Work continues to improve one of Windows' weaker parts.

In the Fall Creators Update, Microsoft is going to change the default color scheme used by Windows' console windows.

After years of neglect, Microsoft has been working to update and overhaul the Windows command-line interface. With the development of the Windows Subsystem for Linux (WSL) and continued investment in PowerShell, the shortcomings of the Windows command-line windows themselves have become more apparent. Previous Windows 10 updates updated the console to offer 24-bit color and support for ANSI escape codes, and nowadays it offers sensible behavior when resizing and maximizing the window.

The color scheme change is a small quality-of-life improvement that addresses one of the more annoying aspects of the console: its default color scheme is rather hard to read. The bright blue color, in particular, is near-illegible on high contrast screens. The new colors are easier to read and more consistent with the colors used in other terminal apps.

To see the new colors, you'll need to use a new Windows 10 build (the scheme will first appear in build 16257) and perform a clean install. Upgrade installs won't get the new colors, because upgrades try to preserve system settings, with the console colors being among those preserved settings.
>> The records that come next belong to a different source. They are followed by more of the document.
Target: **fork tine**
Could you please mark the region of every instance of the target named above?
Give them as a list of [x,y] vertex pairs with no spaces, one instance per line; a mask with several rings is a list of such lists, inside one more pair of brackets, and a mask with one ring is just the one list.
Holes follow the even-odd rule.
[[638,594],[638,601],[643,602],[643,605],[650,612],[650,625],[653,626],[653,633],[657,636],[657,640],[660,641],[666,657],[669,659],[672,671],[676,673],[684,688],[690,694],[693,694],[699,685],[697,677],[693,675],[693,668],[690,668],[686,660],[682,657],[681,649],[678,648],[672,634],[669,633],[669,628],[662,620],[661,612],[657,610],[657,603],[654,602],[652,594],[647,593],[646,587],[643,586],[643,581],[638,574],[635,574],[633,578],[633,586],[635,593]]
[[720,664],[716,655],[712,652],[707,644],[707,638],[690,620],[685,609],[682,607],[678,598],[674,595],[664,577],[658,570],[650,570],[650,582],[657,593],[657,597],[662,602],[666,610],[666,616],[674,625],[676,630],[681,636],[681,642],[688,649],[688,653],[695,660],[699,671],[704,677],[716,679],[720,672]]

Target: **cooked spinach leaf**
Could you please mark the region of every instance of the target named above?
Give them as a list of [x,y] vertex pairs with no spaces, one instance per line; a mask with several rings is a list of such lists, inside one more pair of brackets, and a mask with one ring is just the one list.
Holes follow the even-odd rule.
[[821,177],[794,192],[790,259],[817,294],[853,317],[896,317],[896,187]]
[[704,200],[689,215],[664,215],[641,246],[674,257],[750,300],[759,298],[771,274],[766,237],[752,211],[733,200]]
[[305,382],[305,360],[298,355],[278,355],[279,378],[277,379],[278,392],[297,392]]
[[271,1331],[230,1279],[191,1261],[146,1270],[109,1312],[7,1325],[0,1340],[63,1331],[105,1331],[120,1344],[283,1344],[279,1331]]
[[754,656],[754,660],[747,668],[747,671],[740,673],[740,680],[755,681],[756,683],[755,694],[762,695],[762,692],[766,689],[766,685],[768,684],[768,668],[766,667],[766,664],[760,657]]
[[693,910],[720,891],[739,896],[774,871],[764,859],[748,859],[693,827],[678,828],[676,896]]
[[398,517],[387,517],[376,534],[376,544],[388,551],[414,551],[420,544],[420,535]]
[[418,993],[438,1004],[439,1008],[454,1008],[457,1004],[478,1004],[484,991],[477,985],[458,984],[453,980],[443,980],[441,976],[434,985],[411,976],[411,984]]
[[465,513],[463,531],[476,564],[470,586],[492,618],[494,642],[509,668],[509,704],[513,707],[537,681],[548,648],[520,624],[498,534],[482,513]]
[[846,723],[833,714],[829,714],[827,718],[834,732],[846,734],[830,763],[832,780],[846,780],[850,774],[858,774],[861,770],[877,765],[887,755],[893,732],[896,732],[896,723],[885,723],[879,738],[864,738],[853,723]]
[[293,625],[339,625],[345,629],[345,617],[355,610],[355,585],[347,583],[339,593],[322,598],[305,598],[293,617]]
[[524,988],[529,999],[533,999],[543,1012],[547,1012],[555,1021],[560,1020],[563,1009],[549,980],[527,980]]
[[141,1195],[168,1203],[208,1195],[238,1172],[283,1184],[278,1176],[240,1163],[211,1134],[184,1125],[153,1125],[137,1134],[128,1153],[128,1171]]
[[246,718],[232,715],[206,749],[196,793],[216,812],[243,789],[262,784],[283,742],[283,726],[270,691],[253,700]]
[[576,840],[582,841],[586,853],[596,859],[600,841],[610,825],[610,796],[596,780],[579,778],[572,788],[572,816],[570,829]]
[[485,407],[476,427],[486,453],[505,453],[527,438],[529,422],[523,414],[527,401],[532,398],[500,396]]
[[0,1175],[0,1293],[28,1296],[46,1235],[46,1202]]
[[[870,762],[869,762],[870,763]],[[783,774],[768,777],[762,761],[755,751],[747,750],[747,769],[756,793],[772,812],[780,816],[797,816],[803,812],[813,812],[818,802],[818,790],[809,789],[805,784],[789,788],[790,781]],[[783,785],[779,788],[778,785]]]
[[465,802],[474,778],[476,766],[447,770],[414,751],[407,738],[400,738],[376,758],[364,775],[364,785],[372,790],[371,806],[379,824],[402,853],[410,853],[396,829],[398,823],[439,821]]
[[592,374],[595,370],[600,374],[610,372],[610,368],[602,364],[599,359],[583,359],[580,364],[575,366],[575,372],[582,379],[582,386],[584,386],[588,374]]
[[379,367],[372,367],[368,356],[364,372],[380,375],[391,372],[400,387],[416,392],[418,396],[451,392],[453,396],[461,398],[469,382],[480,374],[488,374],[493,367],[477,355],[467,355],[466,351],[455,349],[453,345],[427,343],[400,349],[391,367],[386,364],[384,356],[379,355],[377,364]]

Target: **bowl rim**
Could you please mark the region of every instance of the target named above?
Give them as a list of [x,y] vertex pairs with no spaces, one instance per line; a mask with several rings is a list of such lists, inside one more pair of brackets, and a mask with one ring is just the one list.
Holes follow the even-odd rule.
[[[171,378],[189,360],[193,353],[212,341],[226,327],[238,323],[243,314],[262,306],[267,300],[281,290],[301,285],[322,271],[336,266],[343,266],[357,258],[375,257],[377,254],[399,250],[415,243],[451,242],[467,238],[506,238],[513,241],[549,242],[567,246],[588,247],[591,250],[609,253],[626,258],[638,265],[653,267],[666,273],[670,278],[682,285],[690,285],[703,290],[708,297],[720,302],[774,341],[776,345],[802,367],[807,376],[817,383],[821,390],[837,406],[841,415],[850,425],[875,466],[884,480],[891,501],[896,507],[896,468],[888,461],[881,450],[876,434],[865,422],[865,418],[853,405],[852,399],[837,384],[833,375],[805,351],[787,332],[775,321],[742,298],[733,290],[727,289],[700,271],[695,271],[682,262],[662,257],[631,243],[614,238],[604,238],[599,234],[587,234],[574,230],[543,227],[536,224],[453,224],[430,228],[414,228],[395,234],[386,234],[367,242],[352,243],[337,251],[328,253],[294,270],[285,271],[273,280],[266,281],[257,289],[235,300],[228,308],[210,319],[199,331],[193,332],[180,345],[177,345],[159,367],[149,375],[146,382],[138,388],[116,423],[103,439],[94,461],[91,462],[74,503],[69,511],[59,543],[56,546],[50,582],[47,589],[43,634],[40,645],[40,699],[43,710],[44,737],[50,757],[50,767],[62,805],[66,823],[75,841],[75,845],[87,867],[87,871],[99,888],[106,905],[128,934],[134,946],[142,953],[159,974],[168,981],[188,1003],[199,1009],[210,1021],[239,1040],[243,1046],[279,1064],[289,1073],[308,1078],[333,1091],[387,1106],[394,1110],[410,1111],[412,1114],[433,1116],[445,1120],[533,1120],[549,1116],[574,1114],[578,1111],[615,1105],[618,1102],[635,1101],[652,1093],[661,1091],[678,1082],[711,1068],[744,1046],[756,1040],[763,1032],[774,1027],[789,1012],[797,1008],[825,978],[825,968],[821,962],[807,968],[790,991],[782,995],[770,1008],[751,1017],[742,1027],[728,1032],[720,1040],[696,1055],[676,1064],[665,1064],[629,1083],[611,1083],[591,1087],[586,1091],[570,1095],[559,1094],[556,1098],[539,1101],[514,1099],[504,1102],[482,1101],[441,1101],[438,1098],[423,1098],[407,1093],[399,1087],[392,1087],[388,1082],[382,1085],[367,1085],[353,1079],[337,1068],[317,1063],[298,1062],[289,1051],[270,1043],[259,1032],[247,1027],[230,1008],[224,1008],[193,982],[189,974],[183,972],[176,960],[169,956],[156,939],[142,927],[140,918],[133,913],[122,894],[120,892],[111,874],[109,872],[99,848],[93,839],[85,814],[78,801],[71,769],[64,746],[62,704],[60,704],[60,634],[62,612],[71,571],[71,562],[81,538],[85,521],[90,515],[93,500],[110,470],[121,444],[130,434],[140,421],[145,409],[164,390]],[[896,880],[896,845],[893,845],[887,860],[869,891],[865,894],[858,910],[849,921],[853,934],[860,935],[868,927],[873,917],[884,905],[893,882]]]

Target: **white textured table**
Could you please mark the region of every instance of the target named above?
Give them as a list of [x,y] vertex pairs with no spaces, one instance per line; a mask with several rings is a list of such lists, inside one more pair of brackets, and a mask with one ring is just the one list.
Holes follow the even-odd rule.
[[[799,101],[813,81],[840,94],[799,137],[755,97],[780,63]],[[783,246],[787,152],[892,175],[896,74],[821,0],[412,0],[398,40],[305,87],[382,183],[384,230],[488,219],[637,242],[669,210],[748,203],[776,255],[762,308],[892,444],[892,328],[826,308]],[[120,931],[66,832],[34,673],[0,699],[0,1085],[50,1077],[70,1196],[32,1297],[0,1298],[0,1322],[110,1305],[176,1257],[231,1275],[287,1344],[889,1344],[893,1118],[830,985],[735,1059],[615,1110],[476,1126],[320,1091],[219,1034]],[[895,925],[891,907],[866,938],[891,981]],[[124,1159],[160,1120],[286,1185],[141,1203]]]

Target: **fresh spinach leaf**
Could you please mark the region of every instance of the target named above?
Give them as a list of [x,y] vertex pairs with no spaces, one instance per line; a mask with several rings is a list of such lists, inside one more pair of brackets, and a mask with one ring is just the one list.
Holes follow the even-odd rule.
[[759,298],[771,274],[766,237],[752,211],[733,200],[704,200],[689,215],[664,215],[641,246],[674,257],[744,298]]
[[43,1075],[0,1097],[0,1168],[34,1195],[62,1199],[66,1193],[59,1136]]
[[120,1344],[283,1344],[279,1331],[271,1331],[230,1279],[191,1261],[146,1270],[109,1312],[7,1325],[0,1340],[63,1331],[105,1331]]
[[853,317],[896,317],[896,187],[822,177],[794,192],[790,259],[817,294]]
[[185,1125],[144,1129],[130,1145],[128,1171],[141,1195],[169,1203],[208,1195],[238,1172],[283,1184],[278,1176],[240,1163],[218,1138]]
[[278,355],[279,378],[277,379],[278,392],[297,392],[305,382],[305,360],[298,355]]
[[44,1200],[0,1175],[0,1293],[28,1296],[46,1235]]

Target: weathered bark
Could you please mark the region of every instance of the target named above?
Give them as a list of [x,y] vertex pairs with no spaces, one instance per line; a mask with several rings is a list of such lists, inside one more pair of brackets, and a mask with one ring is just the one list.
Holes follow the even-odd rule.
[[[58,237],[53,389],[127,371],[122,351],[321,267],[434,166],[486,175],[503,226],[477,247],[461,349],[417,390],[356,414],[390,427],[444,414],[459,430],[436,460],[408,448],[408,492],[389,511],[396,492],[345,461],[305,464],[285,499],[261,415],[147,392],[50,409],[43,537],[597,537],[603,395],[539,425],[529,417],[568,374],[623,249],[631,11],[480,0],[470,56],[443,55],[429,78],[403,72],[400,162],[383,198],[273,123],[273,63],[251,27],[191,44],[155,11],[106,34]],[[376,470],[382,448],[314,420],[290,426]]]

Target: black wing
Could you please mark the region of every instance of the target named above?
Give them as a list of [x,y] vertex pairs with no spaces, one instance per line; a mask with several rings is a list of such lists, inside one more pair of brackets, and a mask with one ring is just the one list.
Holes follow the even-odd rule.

Microsoft says that it will later release a tool to update existing installs to use the new colors.

Even with this work, the Windows console is still weak compared to its counterparts in macOS and Linux. In Windows, the operating systems-supplied console windows are closely tied to the command-line applications that use them; it's impossible to create a command-line application that isn't attached to a Windows console window. Linux and macOS offer a separation between the software that's displaying the console apps and the console apps themselves. Those operating systems have a built-in default console, but unlike Windows, they don't have to use it; third-party software can fill the same role.

Attractive, modern terminal applications like iTerm on macOS and Unix stalwarts such as screen (which enables multiple command-line shells to share a single console window) take advantage of this extensibility. Neither kind of application can be readily developed for command-line apps on Windows, and while people have tried to work around Windows' limitations (for example, by hiding the Windows built-in console windows off-screen somewhere), the results are imperfect.

We're told that there are plans in store to finally address this weakness of Windows, though what the solution will be is at present unknown.